I now have Magnaflow #12229 glasspack ovals, and the 
are somewhat loud, but no resonance in the car.

Larry


----------



## socal1200r (Mar 5, 2010)

I was looking at the installation pdf file for a Borla exhaust, and found a picture of the stock exhaust for the 05/06 models. Looks like they have mufflers right before the tips at the back, in addition to the resonator right under the back of the transmission? 

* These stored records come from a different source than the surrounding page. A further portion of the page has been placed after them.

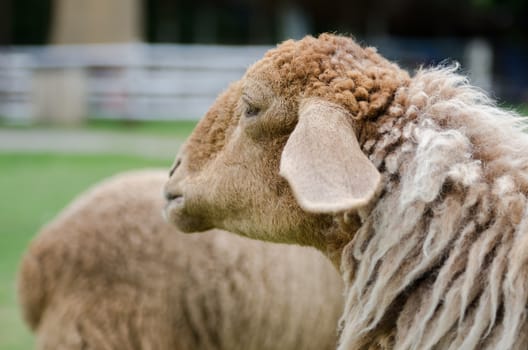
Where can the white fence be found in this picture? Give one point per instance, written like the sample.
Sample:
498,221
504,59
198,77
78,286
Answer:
151,81
129,81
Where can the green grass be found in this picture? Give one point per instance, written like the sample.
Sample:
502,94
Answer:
180,128
33,188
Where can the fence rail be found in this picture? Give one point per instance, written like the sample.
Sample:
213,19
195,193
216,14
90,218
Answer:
153,81
129,81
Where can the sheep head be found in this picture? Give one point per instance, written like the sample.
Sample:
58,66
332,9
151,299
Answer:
278,154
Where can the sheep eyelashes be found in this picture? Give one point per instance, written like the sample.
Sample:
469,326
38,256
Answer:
417,190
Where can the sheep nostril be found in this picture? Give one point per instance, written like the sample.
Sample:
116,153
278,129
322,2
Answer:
178,162
170,197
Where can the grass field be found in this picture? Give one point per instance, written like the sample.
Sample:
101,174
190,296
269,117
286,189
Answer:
180,128
33,188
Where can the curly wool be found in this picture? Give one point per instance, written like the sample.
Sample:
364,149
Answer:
441,260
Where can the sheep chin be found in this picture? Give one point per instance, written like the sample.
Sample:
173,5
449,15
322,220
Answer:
175,213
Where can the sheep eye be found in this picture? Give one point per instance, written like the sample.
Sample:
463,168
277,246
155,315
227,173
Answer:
251,111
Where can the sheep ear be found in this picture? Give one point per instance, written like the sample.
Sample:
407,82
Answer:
323,162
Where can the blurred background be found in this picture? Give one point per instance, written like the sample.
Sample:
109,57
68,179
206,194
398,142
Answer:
89,88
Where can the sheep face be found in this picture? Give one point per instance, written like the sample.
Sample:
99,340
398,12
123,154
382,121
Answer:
278,155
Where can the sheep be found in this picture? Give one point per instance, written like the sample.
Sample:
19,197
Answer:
414,186
109,273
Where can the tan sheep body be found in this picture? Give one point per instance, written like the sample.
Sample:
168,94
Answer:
110,273
415,186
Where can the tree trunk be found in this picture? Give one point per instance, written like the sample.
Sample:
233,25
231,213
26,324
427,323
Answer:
96,21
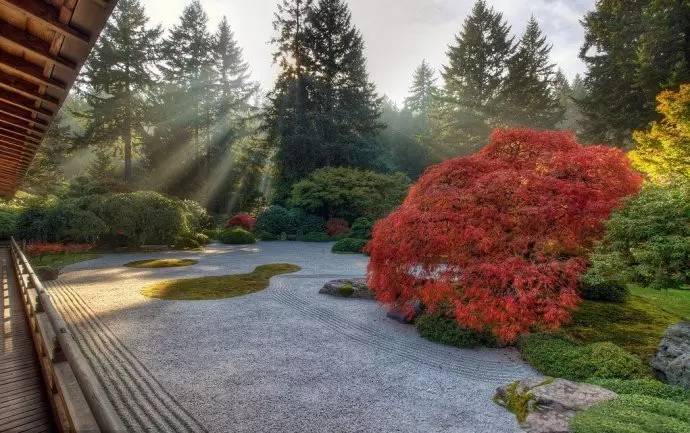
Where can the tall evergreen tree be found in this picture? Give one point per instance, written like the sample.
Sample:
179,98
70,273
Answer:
527,94
476,69
119,74
323,110
423,90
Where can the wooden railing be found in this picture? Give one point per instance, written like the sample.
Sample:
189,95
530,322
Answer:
77,398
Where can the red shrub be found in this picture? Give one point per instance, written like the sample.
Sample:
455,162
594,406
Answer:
499,238
243,220
37,249
337,226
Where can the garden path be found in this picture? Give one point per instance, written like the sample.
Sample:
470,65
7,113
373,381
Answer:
286,359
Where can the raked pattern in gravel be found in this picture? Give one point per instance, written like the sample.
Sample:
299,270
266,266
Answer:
283,360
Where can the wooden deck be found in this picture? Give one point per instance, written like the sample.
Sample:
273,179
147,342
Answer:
23,403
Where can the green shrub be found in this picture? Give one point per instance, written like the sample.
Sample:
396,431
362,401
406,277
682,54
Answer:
647,241
557,357
444,330
8,222
633,414
237,236
349,245
361,228
649,387
349,193
314,237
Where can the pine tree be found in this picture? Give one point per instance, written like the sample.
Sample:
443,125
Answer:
527,94
423,90
119,74
476,69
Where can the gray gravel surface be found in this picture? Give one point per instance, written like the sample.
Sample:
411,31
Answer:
286,359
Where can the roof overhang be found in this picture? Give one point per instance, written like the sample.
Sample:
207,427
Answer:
43,46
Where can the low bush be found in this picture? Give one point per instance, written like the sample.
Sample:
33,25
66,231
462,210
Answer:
444,330
558,357
349,245
633,414
361,228
649,387
337,227
237,236
242,220
314,237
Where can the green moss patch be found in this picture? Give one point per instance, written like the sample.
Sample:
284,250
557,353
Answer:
220,287
636,325
634,414
161,263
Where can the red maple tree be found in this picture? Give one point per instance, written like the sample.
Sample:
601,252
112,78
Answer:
499,239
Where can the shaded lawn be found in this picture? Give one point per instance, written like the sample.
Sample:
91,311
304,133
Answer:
61,260
226,286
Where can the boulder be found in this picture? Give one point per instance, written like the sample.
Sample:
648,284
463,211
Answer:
405,313
47,273
348,288
672,361
547,405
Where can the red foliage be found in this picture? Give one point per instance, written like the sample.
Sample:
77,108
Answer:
499,238
37,249
337,226
243,220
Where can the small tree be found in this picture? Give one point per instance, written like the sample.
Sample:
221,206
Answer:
663,152
498,239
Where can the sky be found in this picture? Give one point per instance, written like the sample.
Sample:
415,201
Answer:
398,34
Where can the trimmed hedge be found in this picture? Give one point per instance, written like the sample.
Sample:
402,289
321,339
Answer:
237,236
557,357
444,330
633,414
349,245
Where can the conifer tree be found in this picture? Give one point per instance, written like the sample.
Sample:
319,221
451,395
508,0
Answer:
476,69
527,94
423,90
119,74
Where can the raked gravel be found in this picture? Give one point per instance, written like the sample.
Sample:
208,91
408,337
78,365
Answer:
286,359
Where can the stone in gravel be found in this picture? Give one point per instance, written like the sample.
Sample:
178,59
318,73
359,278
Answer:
405,313
672,361
352,288
548,405
47,273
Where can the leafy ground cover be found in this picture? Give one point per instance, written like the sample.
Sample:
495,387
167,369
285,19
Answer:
218,287
161,263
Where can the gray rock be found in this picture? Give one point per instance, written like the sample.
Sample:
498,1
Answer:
548,405
353,288
672,361
405,313
47,273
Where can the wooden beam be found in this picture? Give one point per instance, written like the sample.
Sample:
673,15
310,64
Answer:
20,101
8,121
7,130
47,14
20,114
29,90
29,72
36,46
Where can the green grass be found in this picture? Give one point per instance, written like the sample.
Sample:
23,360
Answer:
61,260
676,302
636,325
161,263
227,286
634,414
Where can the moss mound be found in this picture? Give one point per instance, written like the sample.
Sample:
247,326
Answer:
160,263
226,286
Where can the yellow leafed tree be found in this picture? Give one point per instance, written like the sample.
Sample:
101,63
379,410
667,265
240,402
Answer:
663,152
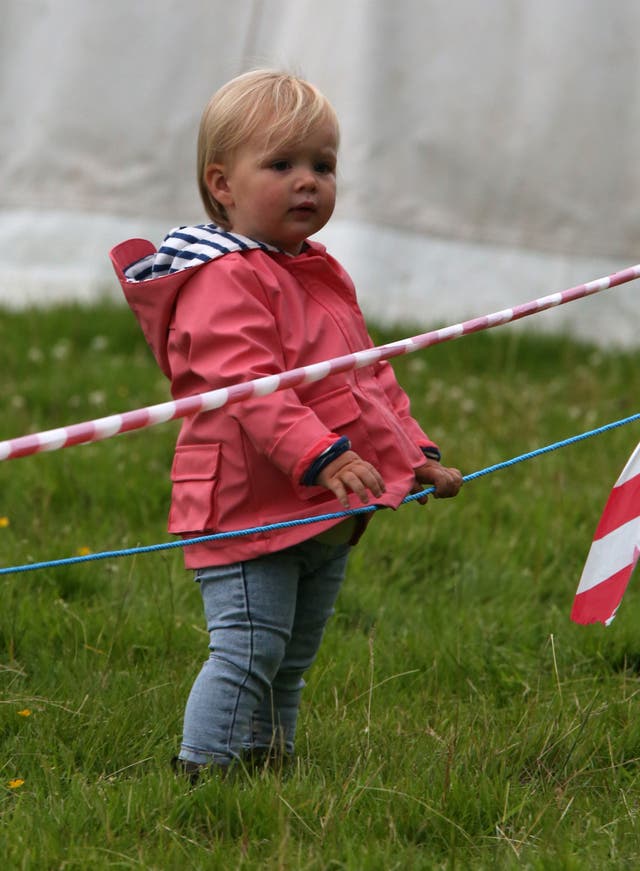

I'd suggest going a progressive route, and replace the back mufflers with something like Thrush chambered all-welded mufflers, which are about half the price of similar mufflers from Flowmaster or Magnaflow. Then, if the sound wasn't quite right, I'd remove the resonator next. 'Course another option that's already been mentioned is to replace the stock mufflers with glasspacks, but from my experience, 'packs don't last long and get too loud once the packing is blown out.


----------



## 68greengoat (Sep 15, 2005)

Check the legality of glass packs in your state. They may not be legal. I had a '96 chev truck with them in and was pulled over. Got a fix it warning. Had to replace them and show up at the DMV with the truck to prove I changed them. The authorities have left me alone with them installed in my goat. But, it's old school too...... You may not get away with it.


----------